В ресторане она хватала меню и заказывала для всех. Иногда она этим пользовалась, чтобы отомстить. Через несколько дней после того, как душещипательные песни о любви вызвали слезы по бывшей супруге на глазах Эдди, мы большой компанией отправились в ресторан.
Эдит заказала десять порций ветчины с петрушкой. Это было ее новое гастрономическое открытие, и каждый вечер, хочешь не хочешь, все жевали одно и то же.

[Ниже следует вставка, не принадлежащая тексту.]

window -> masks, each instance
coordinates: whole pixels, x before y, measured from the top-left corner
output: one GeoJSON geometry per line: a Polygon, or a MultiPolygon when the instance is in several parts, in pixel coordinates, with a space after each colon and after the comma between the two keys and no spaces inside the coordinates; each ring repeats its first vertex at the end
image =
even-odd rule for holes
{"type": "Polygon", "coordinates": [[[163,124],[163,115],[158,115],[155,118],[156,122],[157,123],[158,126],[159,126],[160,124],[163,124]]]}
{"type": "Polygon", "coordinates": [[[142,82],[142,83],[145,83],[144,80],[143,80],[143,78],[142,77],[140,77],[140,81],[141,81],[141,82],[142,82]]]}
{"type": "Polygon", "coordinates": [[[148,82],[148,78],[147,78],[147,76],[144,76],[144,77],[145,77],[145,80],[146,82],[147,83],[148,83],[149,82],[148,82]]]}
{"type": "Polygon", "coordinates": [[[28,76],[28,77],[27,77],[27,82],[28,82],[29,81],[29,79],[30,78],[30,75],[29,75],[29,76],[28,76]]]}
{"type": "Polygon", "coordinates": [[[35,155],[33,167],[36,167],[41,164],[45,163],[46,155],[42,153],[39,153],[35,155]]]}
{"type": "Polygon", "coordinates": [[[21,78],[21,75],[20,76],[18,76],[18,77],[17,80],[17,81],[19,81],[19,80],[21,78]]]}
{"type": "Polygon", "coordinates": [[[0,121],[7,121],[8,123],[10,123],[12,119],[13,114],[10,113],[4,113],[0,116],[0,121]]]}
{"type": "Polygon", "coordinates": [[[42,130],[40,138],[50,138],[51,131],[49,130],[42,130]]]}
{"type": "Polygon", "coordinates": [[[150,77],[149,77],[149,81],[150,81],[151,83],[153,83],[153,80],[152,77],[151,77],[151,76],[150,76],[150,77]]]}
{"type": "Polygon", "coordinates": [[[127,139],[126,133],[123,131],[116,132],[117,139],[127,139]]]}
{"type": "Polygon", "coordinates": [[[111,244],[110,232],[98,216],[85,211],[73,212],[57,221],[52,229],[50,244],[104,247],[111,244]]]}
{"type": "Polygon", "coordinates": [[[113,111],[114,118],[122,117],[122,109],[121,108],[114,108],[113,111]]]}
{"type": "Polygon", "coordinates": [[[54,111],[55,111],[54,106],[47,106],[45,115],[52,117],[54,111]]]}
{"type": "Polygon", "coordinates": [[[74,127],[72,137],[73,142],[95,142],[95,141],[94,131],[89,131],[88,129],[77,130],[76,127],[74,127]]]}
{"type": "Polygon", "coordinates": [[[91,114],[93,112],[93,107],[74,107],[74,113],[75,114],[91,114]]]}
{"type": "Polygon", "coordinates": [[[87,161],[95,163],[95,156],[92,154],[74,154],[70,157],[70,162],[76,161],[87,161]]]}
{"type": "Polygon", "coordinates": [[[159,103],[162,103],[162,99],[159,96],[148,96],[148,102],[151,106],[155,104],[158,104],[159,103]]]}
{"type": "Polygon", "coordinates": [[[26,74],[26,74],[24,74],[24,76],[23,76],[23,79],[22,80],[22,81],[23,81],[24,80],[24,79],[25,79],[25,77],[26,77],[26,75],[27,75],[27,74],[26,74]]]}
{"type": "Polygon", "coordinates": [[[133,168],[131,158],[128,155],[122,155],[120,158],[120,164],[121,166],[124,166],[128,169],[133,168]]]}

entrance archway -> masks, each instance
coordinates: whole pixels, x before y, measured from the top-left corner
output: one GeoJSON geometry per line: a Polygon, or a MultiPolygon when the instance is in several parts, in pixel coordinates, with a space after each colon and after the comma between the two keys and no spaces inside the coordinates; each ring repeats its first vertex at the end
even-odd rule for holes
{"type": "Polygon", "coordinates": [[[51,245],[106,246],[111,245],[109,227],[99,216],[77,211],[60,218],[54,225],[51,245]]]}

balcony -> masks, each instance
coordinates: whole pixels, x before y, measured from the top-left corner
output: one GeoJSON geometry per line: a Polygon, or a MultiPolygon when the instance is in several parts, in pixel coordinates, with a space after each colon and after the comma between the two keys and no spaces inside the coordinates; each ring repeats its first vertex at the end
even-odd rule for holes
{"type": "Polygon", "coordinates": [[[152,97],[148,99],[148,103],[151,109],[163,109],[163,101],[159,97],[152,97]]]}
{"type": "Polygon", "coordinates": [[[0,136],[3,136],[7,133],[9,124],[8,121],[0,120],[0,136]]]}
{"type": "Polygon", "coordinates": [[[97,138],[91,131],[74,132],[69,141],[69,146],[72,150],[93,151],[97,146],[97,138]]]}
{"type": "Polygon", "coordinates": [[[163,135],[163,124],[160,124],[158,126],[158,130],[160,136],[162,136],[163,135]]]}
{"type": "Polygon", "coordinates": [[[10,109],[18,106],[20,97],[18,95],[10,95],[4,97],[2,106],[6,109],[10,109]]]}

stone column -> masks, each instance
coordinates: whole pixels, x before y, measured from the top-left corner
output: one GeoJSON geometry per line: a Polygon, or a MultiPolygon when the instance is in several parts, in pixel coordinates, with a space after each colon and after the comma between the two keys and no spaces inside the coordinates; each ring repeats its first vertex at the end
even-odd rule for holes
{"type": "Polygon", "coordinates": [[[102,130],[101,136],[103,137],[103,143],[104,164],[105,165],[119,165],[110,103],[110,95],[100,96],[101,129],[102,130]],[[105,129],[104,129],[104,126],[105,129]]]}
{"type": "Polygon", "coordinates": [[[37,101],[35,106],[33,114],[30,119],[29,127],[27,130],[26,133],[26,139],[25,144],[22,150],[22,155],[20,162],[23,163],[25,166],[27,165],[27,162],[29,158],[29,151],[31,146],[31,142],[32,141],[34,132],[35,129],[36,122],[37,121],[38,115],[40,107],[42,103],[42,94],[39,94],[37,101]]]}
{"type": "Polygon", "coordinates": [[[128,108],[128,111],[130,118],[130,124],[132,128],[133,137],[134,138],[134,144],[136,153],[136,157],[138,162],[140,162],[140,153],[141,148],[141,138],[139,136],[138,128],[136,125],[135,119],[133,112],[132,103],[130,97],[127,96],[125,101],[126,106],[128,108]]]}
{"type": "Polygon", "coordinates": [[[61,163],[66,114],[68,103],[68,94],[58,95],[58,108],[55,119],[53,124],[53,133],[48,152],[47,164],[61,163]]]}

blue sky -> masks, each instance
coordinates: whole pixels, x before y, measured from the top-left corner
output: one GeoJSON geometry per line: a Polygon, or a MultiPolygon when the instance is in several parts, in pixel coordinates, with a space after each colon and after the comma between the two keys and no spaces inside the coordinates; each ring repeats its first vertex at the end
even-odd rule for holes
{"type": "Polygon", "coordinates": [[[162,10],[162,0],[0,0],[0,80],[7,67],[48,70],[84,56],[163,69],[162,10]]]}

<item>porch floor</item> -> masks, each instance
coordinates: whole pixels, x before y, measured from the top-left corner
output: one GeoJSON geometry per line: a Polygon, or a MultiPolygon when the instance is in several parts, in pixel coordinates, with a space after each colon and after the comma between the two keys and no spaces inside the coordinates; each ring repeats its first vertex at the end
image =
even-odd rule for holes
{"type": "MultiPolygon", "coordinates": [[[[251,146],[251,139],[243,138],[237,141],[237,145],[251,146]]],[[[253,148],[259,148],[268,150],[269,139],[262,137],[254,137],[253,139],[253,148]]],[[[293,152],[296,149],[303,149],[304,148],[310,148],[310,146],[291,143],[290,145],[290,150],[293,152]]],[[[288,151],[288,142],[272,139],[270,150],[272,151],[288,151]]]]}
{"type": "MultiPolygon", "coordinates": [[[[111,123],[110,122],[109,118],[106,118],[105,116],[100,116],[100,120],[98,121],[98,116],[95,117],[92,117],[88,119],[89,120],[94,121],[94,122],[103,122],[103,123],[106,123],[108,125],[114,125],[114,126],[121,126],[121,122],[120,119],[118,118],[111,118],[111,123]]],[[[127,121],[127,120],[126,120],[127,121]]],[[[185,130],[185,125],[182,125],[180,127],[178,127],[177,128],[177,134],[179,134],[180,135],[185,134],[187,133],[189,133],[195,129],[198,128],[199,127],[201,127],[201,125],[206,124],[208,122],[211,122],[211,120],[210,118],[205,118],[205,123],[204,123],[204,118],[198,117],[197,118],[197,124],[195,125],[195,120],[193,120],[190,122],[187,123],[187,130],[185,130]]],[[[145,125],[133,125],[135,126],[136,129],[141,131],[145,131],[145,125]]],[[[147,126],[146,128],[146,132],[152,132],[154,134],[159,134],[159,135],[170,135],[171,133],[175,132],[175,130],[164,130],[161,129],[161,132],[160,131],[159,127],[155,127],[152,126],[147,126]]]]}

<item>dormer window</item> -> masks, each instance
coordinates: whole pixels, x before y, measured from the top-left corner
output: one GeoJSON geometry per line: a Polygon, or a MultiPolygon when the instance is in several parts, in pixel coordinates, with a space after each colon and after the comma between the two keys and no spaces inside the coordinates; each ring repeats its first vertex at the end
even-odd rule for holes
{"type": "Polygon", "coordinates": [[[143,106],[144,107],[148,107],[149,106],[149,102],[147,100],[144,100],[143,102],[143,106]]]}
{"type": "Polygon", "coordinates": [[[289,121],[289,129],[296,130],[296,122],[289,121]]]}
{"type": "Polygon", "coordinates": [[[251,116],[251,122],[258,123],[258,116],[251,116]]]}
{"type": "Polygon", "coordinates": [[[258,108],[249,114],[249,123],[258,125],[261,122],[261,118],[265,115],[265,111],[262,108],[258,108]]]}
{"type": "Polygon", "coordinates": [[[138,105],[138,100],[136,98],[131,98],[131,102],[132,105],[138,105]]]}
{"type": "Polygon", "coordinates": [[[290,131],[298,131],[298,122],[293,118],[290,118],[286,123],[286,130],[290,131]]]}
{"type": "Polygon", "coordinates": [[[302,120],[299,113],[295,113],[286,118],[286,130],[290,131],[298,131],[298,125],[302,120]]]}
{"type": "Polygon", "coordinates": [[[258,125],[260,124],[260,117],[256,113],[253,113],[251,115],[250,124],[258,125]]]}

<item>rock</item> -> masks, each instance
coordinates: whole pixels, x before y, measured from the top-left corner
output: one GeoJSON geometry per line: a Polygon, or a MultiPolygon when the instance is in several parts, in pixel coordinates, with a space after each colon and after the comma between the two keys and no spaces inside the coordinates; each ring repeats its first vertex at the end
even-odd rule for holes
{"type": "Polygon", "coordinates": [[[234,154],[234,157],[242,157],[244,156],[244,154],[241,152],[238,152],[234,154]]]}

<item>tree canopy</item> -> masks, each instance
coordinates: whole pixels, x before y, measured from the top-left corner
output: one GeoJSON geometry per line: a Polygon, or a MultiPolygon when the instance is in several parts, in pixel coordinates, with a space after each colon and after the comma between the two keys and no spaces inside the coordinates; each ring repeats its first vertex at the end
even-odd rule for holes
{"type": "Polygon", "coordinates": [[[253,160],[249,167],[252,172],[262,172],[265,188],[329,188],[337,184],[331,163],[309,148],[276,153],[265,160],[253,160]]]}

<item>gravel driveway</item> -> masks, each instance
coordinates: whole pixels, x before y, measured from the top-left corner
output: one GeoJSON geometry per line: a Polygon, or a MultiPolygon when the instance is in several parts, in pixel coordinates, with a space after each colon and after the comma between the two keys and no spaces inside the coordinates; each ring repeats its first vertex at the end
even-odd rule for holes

Константин попросил себе сосисок. Поскольку все смеялись, никто не обратил на это внимания. Когда Эдит увидела, что Эдди собирается спокойно навернуть что-то другое, вместо ветчины, она завопила: «Нужно иметь куриные мозги, чтобы жрать сосиски!» И отняла у него тарелку. «Вот, попробуйте», – сказала она, обращаясь к другим. Каждый взял кусочек, съел и сказал: «Очень невкусно». Когда тарелка вернулась к Константину, она была пуста… И больше ничего он не получил. Теперь в Булони нам больше не нужно было привозить танцовщиц из «Лидо» – народу толклось, как на ярмарке. Развлечений хватало. У каждого был свой сольный номер. Эдит одновременно готовила свои четвертые гастроли в Америке и двухмесячное турне по Франции.